This contains the high level design overview of a serverless group messaging application.
The application provides users with the ability to create private groups, apply to groups, reject users from groups, send real-time messages over websockets, reply to messages, log in to the application with their Google account.
- Pulumi
- Typescript
- AWS Lambda/Node.js
- AWS EC2 for Neo4j
- Amazon S3
- Amazon DynamoDB
- Amazon SNS
- Amazon API Gateway
- REST APIs
- Serverless Websockets
- Amazon Cognito
- Google+ OAuth 2.0
- AWS IAM
Neo4j was used for its graph properties in order to easily store relations between classes of objects. Designed the message graph as a tree with ordered children to provide pagination on forward and backward traversal on large reply threads. Wrote transactional Cypher queries to prevent data-loss from parallel lambda executions.

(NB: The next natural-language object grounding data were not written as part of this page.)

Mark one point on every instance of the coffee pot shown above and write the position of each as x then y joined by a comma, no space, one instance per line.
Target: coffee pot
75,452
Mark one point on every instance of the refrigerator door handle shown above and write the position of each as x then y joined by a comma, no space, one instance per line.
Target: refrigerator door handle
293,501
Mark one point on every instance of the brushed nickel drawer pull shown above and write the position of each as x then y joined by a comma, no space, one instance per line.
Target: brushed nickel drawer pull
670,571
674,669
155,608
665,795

See architecture diagram or ask me. It's a thought provoking pattern around currying lambdas.
- Typescript
- React.js
- React Native
- Redux
Prior I had written the application in Python with Terraform as my IaC provider and a MySQL database. I moved from MySQL to Elasticsearch and built a graph abstraction on top of it as a thought experiment, regretted it. Replaced Elasticsearch with Neo4j(a graph database). Added serverless websockets for real-time messaging. Terraform did not support API gateway serverless websockets at the time, boto3 also did not have complete documentation on use and was only saved by a GitHub issue. Used ElasticAPM to profile and optimize the message handler. Rewrote the handlers in Typescript because it allows for more straightforward concurrency and more easily mocking response objects Replaced my IaC with Pulumi. Replaced iterative message strategy with SNS fan-out type strategy and reduced latency from ~8 seconds to on the order of 200 ms when Lambda is hot.